My name is Steven Calhoun.

I am a multidisciplinary designer based out of Somerville, MA.

I have an educational background in product design, design research, and business strategy.  In short, I am obsessed with the intersection of design and business innovation. I love investigating how businesses lead their industries with strategic design positioning. All products and services have the same end goal: to give the user value that is worth the time/monetary cost. Design thinking can help find ways to make both the provided value more catered, and the cost more optimized. I believe design is a tool that helps us make sense of complex systems, and that is what perpetuates my love for problem-solving through design.

I began my journey as a designer in the garage of my childhood home, building toys, skate ramps, and forts as my father built Spanish missionary-style wood furniture out of cherry and walnut woods. By constantly building and prototyping, even as a child, I recognized the power of articulating thoughts through different mediums.

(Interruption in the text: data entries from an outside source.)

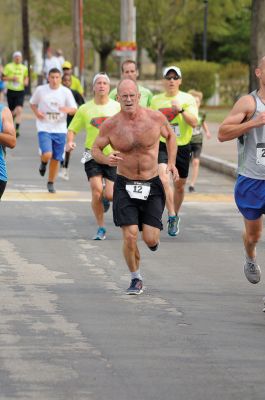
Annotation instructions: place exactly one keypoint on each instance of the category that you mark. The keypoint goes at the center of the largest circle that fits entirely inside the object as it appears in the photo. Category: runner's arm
(233, 127)
(8, 135)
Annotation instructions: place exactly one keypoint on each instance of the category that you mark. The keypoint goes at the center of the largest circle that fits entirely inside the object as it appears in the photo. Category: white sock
(136, 275)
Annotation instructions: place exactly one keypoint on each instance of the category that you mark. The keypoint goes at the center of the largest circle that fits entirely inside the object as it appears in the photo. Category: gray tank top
(251, 147)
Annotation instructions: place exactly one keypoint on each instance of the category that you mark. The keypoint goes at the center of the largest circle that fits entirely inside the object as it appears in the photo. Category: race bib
(53, 116)
(176, 130)
(138, 190)
(197, 131)
(87, 156)
(260, 160)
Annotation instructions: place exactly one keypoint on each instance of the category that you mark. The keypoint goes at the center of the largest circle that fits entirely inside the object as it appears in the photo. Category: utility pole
(205, 30)
(128, 28)
(25, 35)
(78, 38)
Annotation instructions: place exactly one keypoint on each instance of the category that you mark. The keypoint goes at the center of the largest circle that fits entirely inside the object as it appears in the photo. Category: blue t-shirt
(3, 173)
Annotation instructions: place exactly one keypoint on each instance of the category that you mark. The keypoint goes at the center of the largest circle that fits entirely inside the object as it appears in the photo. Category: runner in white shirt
(51, 103)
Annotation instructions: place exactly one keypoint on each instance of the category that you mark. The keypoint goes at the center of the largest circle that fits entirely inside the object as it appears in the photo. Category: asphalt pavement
(67, 329)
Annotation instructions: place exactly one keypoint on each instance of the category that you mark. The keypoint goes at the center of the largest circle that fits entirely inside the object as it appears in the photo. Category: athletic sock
(136, 275)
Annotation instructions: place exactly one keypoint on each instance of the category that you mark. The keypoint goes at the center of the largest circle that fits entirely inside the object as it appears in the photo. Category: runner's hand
(70, 146)
(114, 159)
(171, 168)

This process of building, refining, and repeating was ingrained in my head. I always knew I wanted to become a creator, but what I didn’t know was what I would end up doing for a profession. Design found me as I was looking for jobs that focus on expression, understanding, and creation.
Outside of professional life, I love creating watercolor and multi-medium artwork. I push pigments around until my brain feels happy about it. Painting makes me feel calm, nothing more to it!
Art portfolio :)

Contact me

Bored? Need a drink? Want to show me pictures of your dogs? Want to ask me what the image is? ...Or maybe you want to talk about working together. Whatever it is, hit me up, and let’s chat!

Email here:   Stevenmcalhoun@gmail.com
Or click here:  Contact form


Good design is fun (ctional)

  1. Design is a systematic process of solving problems within the limitations set onto us.
  2. Design is a method of communication that allows stakeholders to understand and translate our intents into action.
  3. Design solutions balance the needs of your users while ensuring your organization’s goals are achieved (these things ideally align!)

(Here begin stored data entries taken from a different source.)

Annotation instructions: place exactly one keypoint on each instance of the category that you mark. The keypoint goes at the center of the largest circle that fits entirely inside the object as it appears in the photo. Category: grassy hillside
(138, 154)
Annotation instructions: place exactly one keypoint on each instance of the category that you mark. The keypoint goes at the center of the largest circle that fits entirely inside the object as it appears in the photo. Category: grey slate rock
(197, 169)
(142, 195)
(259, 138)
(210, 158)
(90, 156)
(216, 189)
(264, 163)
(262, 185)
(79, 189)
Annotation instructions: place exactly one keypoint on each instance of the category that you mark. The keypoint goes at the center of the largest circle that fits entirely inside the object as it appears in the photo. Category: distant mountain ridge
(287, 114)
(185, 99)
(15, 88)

Good work makes me happy The thing that excites me most about design is its ability to teach me new things. Curiosity and stubbornness drive my quest for understanding. Design allows me to approach specific problems with definitive parameters. I’ve always thought that the most successful outcomes are generated from times of stress, limitation, and ambiguity.

Process makes perfect (ish)

Design without process is like baking without measuring. You may know what you need, you may know all the required materials, but without the correct sequence of steps, you’re leaving a lot of the work up to assumptions and luck.


My design process

  1. Investigate
    The most important aspect of design is understanding. This means understanding your goals, users, and the limitations that always come to rain on your design parade.
  2. Iterate
    Once the fuzzy ideas begin to form a design solution, the best thing to do is to create and fail. Only through knowing what is working and what is not can you truly tell if your solutions are perfect. (Inherently, no design is perfect though)

  3. Assess (inate?)
    Design methodology, much like the scientific methodology, relies on proving your hypotheses. Through user testing, designs are able to be “torn apart”. In other words, by assessing your designs, you are also allowing for the holes to show, for the oversights to be highlighted, and for the effectiveness of the design to be evaluated.